Meg Heckman

Community Outreach Editor, The Concord Monitor

Concord, NH

[NH-E 301]


I’ll go all the way back to the beginning. I was a senior at U.N.H. (University of New Hampshire), and I had, through that chain of coercion that I had mentioned earlier, had ended up covering the police beat for the student paper. And, prior to that, I had been covering the Student Union food trends – so this was my first experience with hard news ever. And a couple of weeks into the first semester, a young woman on campus killed herself by jumping off the sixth or seventh floor of one the high-rise dorms right in the middle of campus. And some boys on their way back from a party found her body. And it was really terrible.

The University barred most outside media after the first day. And rumors were flying, like crazy, all over the campus. And I was terrified to touch the story. And the police agreed to talk to me and sat down – and I mean the cop cried and it was terrible, and I felt awful – and I wrote this story and talked to her friends.
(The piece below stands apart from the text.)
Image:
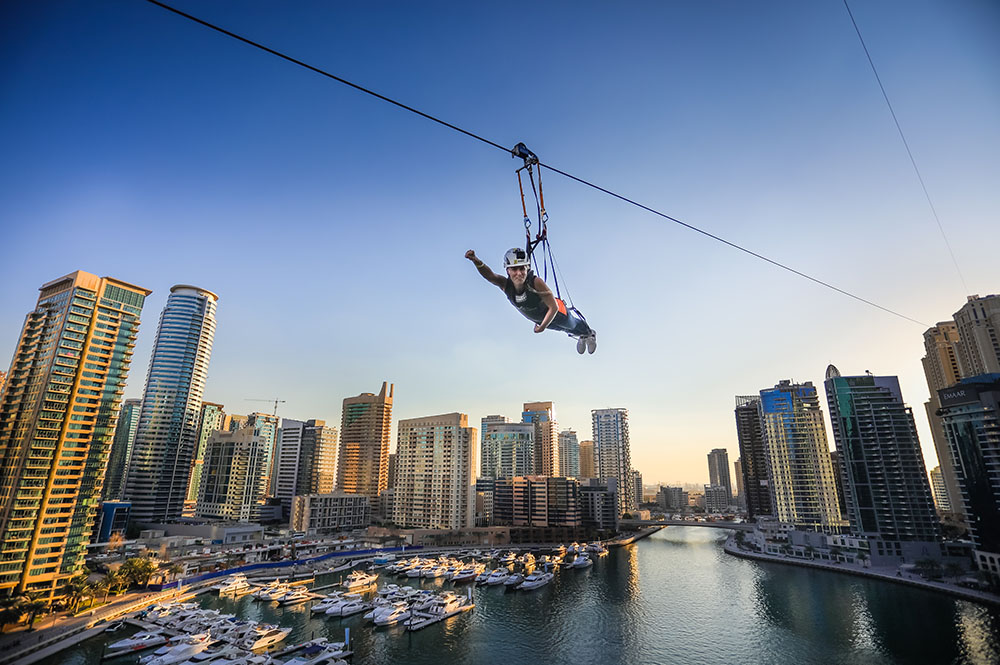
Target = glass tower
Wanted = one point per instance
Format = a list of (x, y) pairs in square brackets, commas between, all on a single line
[(167, 436), (57, 421)]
And a couple days after the story ran, we realized that the rumors had stopped.

There was accurate information on campus, and you know people – it didn’t stop the tragedy, it didn’t make it any easier, but it at least made everybody’s grief process cleaner, I hope, or at least allowed them to mourn accurate facts. And I think that was when I realized the importance of having an authoritative, responsible source of information in a community.
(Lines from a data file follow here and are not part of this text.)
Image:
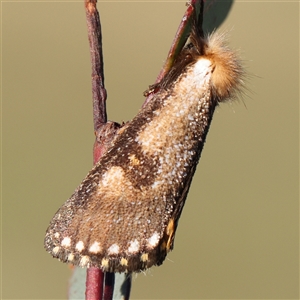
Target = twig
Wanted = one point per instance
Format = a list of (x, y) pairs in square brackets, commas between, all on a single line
[(100, 285)]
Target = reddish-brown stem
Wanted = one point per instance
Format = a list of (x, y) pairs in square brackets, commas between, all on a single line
[(94, 284), (95, 40), (179, 40), (96, 287), (95, 277), (109, 286)]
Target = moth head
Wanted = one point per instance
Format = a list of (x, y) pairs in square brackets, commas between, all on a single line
[(228, 73)]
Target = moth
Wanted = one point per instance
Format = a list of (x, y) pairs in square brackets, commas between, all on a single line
[(123, 216)]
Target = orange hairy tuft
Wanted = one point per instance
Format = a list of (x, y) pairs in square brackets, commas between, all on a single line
[(228, 74)]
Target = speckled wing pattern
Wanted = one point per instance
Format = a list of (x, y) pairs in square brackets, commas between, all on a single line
[(123, 216)]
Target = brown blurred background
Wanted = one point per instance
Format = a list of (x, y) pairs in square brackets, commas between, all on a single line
[(238, 235)]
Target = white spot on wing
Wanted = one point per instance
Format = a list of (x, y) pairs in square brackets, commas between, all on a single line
[(134, 246), (113, 249), (95, 248), (66, 242), (55, 250), (79, 246), (153, 240), (70, 257), (84, 261)]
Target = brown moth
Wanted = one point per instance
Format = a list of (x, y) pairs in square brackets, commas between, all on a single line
[(123, 216)]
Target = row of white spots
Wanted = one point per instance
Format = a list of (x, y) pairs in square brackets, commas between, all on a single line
[(114, 249)]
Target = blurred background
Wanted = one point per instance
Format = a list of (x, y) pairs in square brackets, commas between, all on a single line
[(238, 236)]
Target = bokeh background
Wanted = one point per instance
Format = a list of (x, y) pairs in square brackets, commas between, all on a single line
[(238, 236)]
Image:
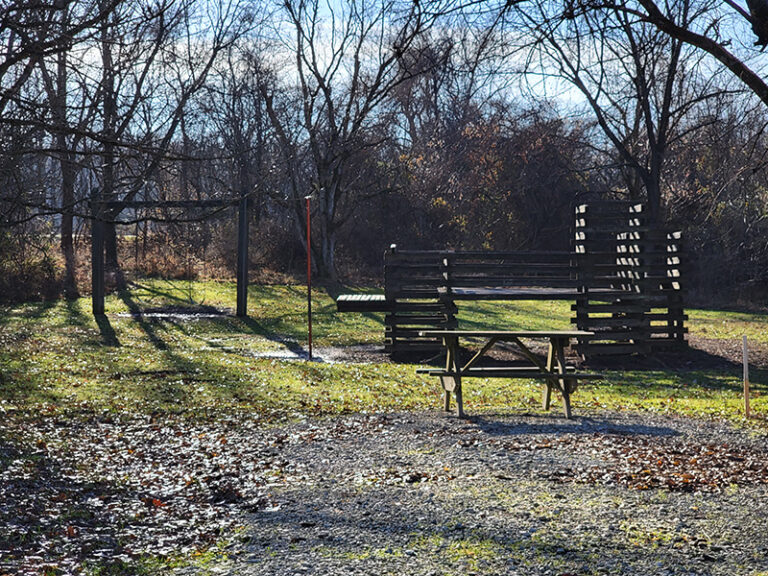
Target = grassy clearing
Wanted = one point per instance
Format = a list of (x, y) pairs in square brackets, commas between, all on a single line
[(55, 356)]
And, you know, I’ve seen that type of thing time and time again. And the young woman was actually in the journalism program, she was a few years behind me, and I didn’t know her, but I am grateful to the people who knew her who took the time to talk to me back then.

And – yeah – I just think it’s really important to have authoritative, responsible information in a community. So I think, when I see – when I read about – staff cuts and pay cuts and reporters getting fired – it scares me. Because who is going to be that source of information?